It frees up $295m that can be used for other productive acquisitions.
ComfortDelGro's termination of its acquisition of a 51% stake in Uber’s car rental arm in Singapore, Lion City Rental (LCR) is more of a boon rather than a bane for the company, OCBC Investment Research said.
OCBC Investment Research analyst Eugene Chua said the termination will free up $295m that would have been spent on assets that may become unproductive without the partnership with Uber.
"We believe walking away from this acquisition allows ComfortDelGro to make other accretive acquisitions to grow its businesses, potentially outside of the disrupted taxi segment," Chua said.
ComfortDelGro, however, still intends to enter the private hire car (PHC) space. It said that the most likely way to enter the PHC space would be through partnerships with PHC operators rather than creating a new platform.

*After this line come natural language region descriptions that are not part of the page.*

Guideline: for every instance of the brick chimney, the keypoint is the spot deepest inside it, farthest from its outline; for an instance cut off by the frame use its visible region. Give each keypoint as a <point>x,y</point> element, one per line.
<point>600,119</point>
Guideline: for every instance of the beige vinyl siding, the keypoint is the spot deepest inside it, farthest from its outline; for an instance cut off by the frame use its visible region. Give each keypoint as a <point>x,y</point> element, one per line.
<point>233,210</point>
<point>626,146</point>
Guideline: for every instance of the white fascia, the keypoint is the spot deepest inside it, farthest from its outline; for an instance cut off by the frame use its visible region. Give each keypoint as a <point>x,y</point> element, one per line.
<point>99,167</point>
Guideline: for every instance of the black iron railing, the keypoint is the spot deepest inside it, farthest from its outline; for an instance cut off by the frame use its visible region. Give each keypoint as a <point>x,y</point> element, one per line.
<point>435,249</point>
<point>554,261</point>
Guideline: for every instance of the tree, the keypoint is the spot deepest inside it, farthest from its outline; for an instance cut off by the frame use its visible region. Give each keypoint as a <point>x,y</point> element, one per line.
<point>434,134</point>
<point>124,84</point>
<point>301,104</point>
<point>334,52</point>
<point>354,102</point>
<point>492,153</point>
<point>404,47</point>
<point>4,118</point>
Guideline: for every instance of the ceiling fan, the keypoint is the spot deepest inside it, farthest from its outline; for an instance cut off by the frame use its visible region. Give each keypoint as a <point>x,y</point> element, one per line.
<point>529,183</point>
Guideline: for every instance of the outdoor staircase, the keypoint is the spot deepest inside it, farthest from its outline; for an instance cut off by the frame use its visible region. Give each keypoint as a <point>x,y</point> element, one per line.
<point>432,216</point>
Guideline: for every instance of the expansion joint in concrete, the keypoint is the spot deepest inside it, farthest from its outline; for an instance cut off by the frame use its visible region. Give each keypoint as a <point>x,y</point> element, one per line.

More recently, after the Grab-Uber merger, new entrants have also entered the PHC space in Singapore, with more said to launch services in the second half of 2018.
One of the said entrants, Go-Jek, is reportedly in discussions with ComfortDelGro in a potential partnership in Singapore but it remains a speculation at this stage, Chua noted.
"All considered, we deem a tie-up with Go-Jek a positive one as it may potentially lead to more booking jobs for ComfortDelGro taxi hirers through Go-Jek’s PHC platform, translating to lower fleet idle rate as drivers are less incentivised to return their taxis with more sustained earnings," he said.
Chua said they prefer to wait for better clarity over ComfortDelGro’s strategy competing in the PHC space as well as Grab’s response to new competitors.